Il était une fois Lunel

Il était une fois Lunel

Lunel, petite ville de 26 000 habitants de l’Hérault, aux portes de la Camargue.
Lunel, montrée du doigts ces derniers mois, depuis qu’une vingtaine de ses jeunes sont partis au nom d’un idéal, rejoindre les Djihadistes en Syrie et ailleurs. Certains ne reviendront plus, déjà morts.

Lunel, qui a vu débarquer, après les attentats contre Charlie Hebdo de très nombreux journalistes, nationaux et internationaux – Vanity Fair, New York Times, Paris Match … – certains n’hésitant pas à titrer Lunel aux mains de l’Etat islamique, Lunel capital du Djihad et autres joyeusetés dignes d’un journalisme de sous-sol.

Pourquoi vous parler de Lunel aujourd’hui ?

Ma vie professionnelle et personnelle me ramène à cette petite ville depuis quelques mois. Retour vers le passé, la vie nous fait faire de drôles de bonds en arrière parfois.

Lunel, je l’ai connu, j’avais 12/13 ans. Je venais de quitter la Beauce, Pithiviers – on ne rit pas merci – pour arriver dans la région de Montpellier.

D’abord collégienne dans un petit village très calme, lorsque s’est posée la question du lycée, les grands établissements de Montpellier effrayaient mes parents et ceux de pas mal de mes copines. Nous avons été de nombreuses familles à contourner la carte scolaire et à produire de fausses attestations pour être admis au lycée Louis Feuillade de Lunel.
Ce lycée, nous l’avions choisi pour sa réputation de petit lycée de campagne, tranquille et sans histoire avec ses quelques 500 élèves.
Ce fut 3 jolies années, dans un cadre agréable, sans peur ni sentiment d’insécurité.

Lunel, je l’ai connu un peu plus tard pour son marché dominical autour des arènes.
Nous tournions en voiture de longues, très longues minutes pour trouver une place, attirés comme de nombreux autres par ses allées, ses bonnes affaires et ses marchands au verbe haut et au ton chantant.

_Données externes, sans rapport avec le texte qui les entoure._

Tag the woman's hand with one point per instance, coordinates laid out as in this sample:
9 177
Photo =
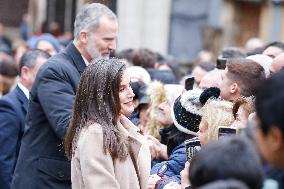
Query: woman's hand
172 185
153 179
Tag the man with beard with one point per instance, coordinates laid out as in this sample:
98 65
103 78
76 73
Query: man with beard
41 162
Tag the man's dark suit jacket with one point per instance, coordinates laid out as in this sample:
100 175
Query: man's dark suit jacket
13 110
42 163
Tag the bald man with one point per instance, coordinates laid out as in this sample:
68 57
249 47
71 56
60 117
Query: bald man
277 63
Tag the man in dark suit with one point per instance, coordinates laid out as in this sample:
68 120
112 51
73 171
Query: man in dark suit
13 110
42 163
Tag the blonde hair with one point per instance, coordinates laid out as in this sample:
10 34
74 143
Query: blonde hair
217 113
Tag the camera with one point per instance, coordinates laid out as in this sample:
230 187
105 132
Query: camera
221 63
192 146
226 131
188 83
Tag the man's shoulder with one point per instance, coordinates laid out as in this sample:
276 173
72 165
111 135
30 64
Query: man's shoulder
9 99
61 62
8 103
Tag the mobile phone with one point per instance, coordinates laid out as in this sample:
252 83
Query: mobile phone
221 63
188 84
226 131
192 146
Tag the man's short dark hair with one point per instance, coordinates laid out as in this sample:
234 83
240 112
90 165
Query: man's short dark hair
269 102
8 69
232 52
277 44
29 58
246 73
228 158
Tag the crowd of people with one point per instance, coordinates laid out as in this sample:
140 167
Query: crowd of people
82 115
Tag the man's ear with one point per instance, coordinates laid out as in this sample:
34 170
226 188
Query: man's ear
234 88
25 72
275 138
83 36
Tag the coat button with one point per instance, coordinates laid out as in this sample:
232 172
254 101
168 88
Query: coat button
60 174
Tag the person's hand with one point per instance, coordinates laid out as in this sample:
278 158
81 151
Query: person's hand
153 179
172 185
154 148
185 176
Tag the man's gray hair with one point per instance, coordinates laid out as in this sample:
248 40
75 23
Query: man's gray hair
88 18
29 58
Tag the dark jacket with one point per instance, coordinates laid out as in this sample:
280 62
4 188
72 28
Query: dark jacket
170 170
42 163
13 110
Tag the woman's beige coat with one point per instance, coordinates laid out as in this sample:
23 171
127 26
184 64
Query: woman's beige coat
91 168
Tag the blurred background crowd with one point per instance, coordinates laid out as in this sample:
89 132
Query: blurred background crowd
226 48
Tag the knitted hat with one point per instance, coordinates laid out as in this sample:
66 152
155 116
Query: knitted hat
186 112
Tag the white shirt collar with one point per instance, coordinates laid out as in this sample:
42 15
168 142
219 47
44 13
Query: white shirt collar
85 60
24 89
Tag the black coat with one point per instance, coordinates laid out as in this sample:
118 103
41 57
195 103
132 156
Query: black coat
13 110
42 163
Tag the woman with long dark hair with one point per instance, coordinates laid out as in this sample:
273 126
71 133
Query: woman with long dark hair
105 148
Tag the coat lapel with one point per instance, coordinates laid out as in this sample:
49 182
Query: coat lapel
22 98
78 61
132 132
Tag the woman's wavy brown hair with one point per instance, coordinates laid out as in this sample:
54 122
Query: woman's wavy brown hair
97 101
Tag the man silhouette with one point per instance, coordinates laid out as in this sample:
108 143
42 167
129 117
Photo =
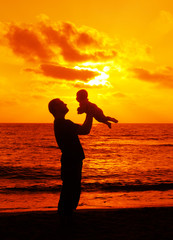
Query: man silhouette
66 134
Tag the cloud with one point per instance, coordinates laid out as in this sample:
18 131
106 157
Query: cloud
63 44
60 72
72 43
164 77
27 44
119 95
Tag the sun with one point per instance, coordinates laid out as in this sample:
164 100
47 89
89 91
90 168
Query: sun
101 79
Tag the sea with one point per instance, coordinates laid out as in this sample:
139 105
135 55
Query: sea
127 166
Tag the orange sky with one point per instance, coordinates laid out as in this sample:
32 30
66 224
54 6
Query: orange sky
119 51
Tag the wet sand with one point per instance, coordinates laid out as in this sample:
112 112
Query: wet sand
92 224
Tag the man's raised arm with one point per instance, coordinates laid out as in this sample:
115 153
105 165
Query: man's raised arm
85 128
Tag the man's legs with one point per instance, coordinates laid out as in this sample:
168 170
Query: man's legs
71 188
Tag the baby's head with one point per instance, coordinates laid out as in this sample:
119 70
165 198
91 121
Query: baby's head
82 95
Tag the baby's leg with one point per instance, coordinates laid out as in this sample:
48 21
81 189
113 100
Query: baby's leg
112 119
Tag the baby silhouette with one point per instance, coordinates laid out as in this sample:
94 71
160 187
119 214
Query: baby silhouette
86 106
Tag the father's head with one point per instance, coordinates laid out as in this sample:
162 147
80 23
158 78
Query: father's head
58 108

Après les allées des fleurs et des plantes, celles des fringues pas chères puis celle réservée aux poules et autres animaux de la basse-cour, nous nous attablions dans un des bars de sa rue centrale, avec des huîtres et un verre de vin blanc.

Lunel, je l’ai connu aussi étudiante, lors de sa fête estivale.
La région de Montpellier a cette tradition des fêtes taurines qui réunissent tout l’été, les jeunes du coin, de villages en villages et de fêtes votives en fêtes votives. Nous nous amusions franchement mais nous savions des fêtes de la région, celle de Lunel était celle de la vigilance mais comme d’autres aussi. Nous ne nous attardions pas tellement après la fin du bal. L’alcool était réputé mauvais chez certains.

Lunel, je l’ai connu lors d’une agression.
Violente. Un 31 décembre. Contre mes parents, moi-même et des amis. Ils étaient nombreux, nous étions démunis. De très mauvais souvenirs, l’hôpital, des cauchemars …  Mais cette agression aurait pu se dérouler n’importe où ailleurs. Vous savez, être là au mauvais moment au mauvais endroit ? Et bien c’était ça !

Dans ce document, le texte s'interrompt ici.